On October 25, 2006, Hunt complained to Local 32BJ that Hunt was "unable to work due to his medical con[d]ition." (Union Compl. Ex., 10/25/06.) The union's response was to recommend "[t]ermination pay based on his time of service and any accrued vacation pay owed." (Id.)

Hunt stated that Local 32BJ's alleged discriminatory acts occurred in May 2005 and are ongoing. (Union Compl. ¶¶ 5-6.)

The EEOC right-to-sue letter attached to the complaint is the same one attached to Hunt's complaint against Pritchard, and is against Pritchard and not Local 32BJ. (Union Compl. Ex.) The Collective Bargaining Agreement

Pritchard and Local 32BJ are bound by a collective bargaining agreement ("CBA") that was negotiated between the union and a multi-employer organization that includes Pritchard. (See 07 Civ. 0747, Dkt. No. 12: Calderone Aff. Ex. A: CBA.) Section 30 of the CBA states that:

There shall be no discrimination against any present or future employee by reason of race, creed, color, age, disability, national origin, sex, union membership, or any characteristic protected by law, including, but not limited to, claims made pursuant to Title VII of the Civil Rights Act, the Americans with Disabilities Act, the Age Discrimination in Employment Act, the New York State Human Rights Law, the New York City Human Rights Code, New Jersey Law Against Discrimination, New Jersey Conscientious Employee Protection Act, Connecticut Fair Employer Practices Act, or any other similar laws, rules or regulations. All such claims shall be subject to the grievance and arbitration procedure (Articles V and VI) as the sole and exclusive remedy for violations. Arbitrators shall apply appropriate law in rendering decisions based upon claims of discrimination. (CBA Art. XIV, § 30 at 88-89, emphasis added.)

The CBA also contains a clause describing the arbitration procedure to be used in disputes between the union and the employer, stating in part:

1. There shall at all times be a Contract Arbitrator to decide all differences arising between the parties as to interpretation, application or performance of any part of this Agreement and such other issues as the parties are expressly required to arbitrate before him under the terms of this Agreement. . . . .

All Union claims are brought by the Union alone, and no individual shall have the right to compromise or settle any claim without the written permission of the Union.

(CBA Art.
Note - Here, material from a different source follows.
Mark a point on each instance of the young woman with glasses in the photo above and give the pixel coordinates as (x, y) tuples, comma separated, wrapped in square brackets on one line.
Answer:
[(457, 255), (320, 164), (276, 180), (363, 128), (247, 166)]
VI, § 1 at 14, § 7 at 17.)

ANALYSIS

I. THE STANDARD GOVERNING A MOTION TO DISMISS*fn2

A district court should deny a Rule 12(b)(6) motion to dismiss "unless it appears to a certainty that a plaintiff can prove no set of facts entitling him to relief." IUE AFL-CIO Pension Fund v. Herrmann, 9 F.3d 1049, 1052 (2d Cir. 1993) (quoting Ryder Energy Distrib. Corp. v. Merrill Lynch Commodities Inc., 748 F.2d 774, 779 (2d Cir. 1984)), cert. denied, 513 U.S. 822, 115 S.Ct. 86 (1994).*fn3 A court must accept as true the facts alleged in the complaint and draw all reasonable inferences in favor of the nonmoving party -- here, the plaintiff. Cosmas v. Hassett, 886 F.2d 8, 11 (2d Cir. 1989).*fn4

A Rule 12(b)(6) motion to dismiss challenges only the face of the pleading. Thus, in deciding such a motion to dismiss, "the Court must limit its analysis to the four corners of the complaint." Vassilatos v. Ceram Tech Int'l Ltd., 92 Civ. 4574, 1993 WL 177780 at *5 (S.D.N.Y. May 19, 1993) (citing Kopec v. Coughlin, 922 F.2d 152, 154-55 (2d Cir. 1991)).*fn5 The Court, however, may consider documents attached to the complaint as an exhibit or incorporated in the complaint by reference. E.g., Chambers v. Time Warner, Inc., 282 F.3d 147, 153 (2d Cir. 2002) ("Because this standard has been misinterpreted on occasion, we reiterate here that a plaintiff's reliance on the terms and effect of a document in drafting the complaint is a necessary prerequisite to the court's consideration of the document on a dismissal motion; mere notice or possession is not enough."); Yak v. Bank Brussels Lambert, 252 F.3d 127, 130 (2d Cir. 2001) (citing Cortec Indus., Inc. v. Sum Holding L.P., 949 F.2d 42, 47 (2d Cir. 1991), cert. denied, 503 U.S. 960, 112 S.Ct. 1561 (1992)); Rothman v. Gregor, 220 F.3d 81, 88 (2d Cir. 2000) ("For purposes of a motion to dismiss, we have deemed a complaint to include any written instrument attached to it as an exhibit or any statements or documents incorporated in it by reference. . . ."); see also, e.g., Paulemon v. Tobin, 30 F.3d 307, 308-09 (2d Cir. 1994); Brass v. American Film Tech., Inc., 987 F.2d 142, 150 (2d Cir. 1993).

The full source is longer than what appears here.